Hi Tamara,
that information is in the screen output:
Determinant : 1.03358
also Scale = diag([ 1.0109774487584 1.0113715685396 1.0108915357302 ])
so it finds some scaling (approx 1% in each axis direction, so a total of 3%). This can happen in individual cases, but if it is consistent I would be worried.
Best, Martin
On 11 Jan 2017, at 21:21, Tamara Tavares ttavare@uwo.ca wrote:
Hi Dr. Reuter.
Thank you again for your help.
I ran the following command: "mri_robust_register --mov rawavg_1.mgz --dst rawavg_2.mgz --lta v1to2.lta --affine --satit" on the two rawavg.mgz images; one from each time point from the cross-sectional outputs. I have attached the information from the terminal and the output. Are these outputs appropriate to find the scaling information? If so, where can I find it? I am not very familiar with transformations, thus any information or directions to resources I can use would be very much appreciated.
Thank you in advance for you help.
Best, Tamara
Message: 6 Date: Tue, 10 Jan 2017 21:18:34 +0100 From: Martin Reuter <mreuter@nmr.mgh.harvard.edu mailto:mreuter@nmr.mgh.harvard.edu> Subject: Re: [Freesurfer] Brighter image at baseline vs. follow up using longitudinal processing stream To: Freesurfer support list <freesurfer@nmr.mgh.harvard.edu mailto:freesurfer@nmr.mgh.harvard.edu> Message-ID: <9BCB373D-D368-4B36-B607-69E6A14AF952@nmr.mgh.harvard.edu mailto:9BCB373D-D368-4B36-B607-69E6A14AF952@nmr.mgh.harvard.edu> Content-Type: text/plain; charset="us-ascii"
Hi Tamara,
mvoing in and popping out sounds like a scaling problem.

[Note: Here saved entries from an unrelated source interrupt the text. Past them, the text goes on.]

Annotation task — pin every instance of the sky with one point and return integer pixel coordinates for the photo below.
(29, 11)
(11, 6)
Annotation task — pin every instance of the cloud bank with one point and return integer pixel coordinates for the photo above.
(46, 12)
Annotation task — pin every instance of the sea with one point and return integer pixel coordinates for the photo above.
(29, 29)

We do only rigid transforms, so the scaling would already be in your original inputs. If that is the case, it could mean that there was a scanner calibration or something that caused scaled images and that would not be good. It should however appear in all images that have the calibration in between time points.

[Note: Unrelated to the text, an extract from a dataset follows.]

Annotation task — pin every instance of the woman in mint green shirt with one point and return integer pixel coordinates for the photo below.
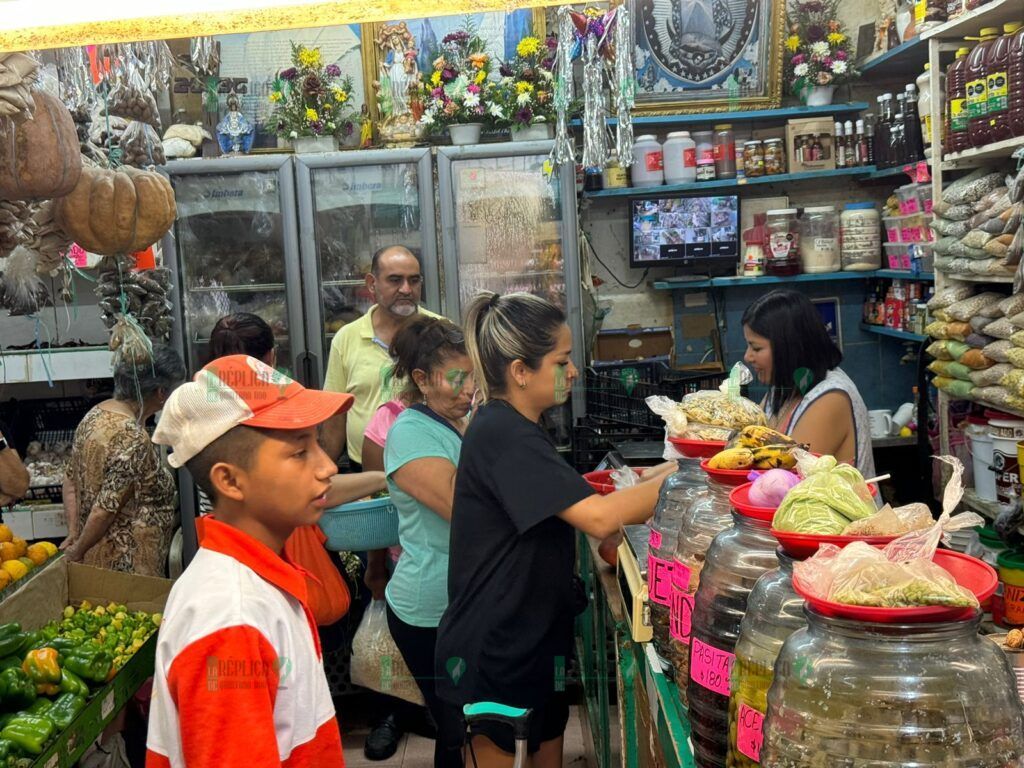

You can try to use mri_robust_register with the affine flag to see if any scaling is present in the rawavg.mgz images between the two time points (it should report scaling separately on the screen output), else use lta_diff with the appropriate flags. You can also look at the affininely registered images and see if it looks better.
Anyway if there is global scaling in the images, I would try to investigate a where this comes from and also drop that image from the study.